Summary: We study the problem of scheduling a set of \(J\) jobs on \(M\) machines with stochastic job processing times when no preemptions are allowed and with a weighted sum of expected completion times objective. Our model allows for “unrelated” machines: the distributions of processing times may vary across both jobs and machines. We study static routing policies, which assign (or “route”) each job to a particular machine at the start of the problem and then sequence jobs on each machine according to the weighted shortest expected processing time rule. We discuss how to obtain a good routing of jobs to machines by solving a convex quadratic optimization problem that has \(J \times M\) variables and depends only on the job processing distributions through their expected values. Our main result is an additive performance bound on the suboptimality of this static routing policy relative to an optimal adaptive, nonanticipative scheduling policy. This result implies that such static routing policies are asymptotically optimal as the number of jobs grows large.

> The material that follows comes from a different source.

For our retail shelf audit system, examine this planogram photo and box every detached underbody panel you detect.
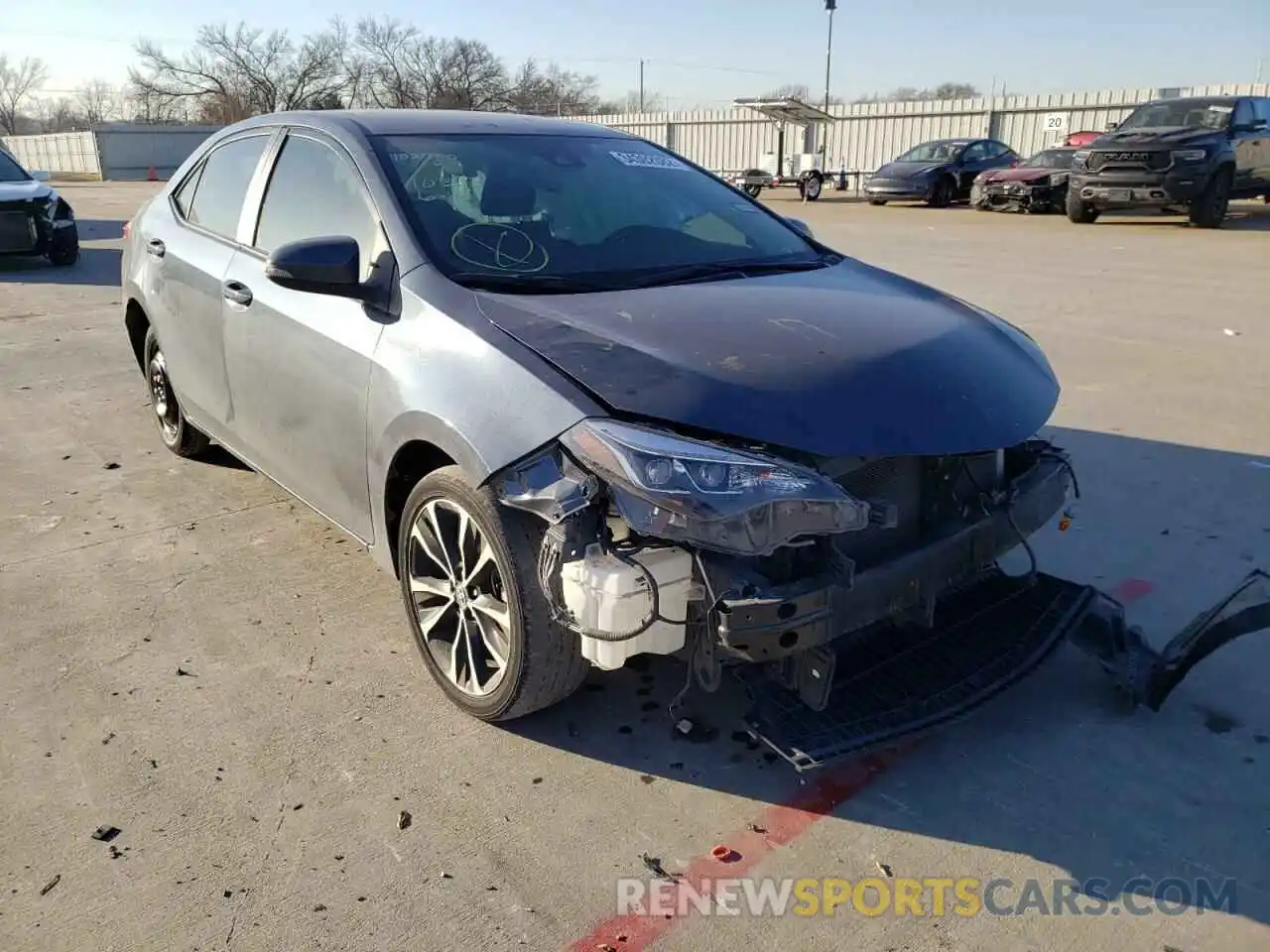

In the special case of “uniformly related” machines – that is, machines differing only in their speeds – we obtain a similar but slightly sharper result for a static routing policy that routes jobs to machines proportionally to machine speeds. We also study the impact that dependence in processing times across jobs can have on the suboptimality of the static routing policy. The main novelty in our work is deriving lower bounds on the performance of an optimal adaptive, nonanticipative scheduling policy; we do this through the use of an information relaxation in which all processing times are revealed before scheduling jobs and a penalty that appropriately compensates for this additional information.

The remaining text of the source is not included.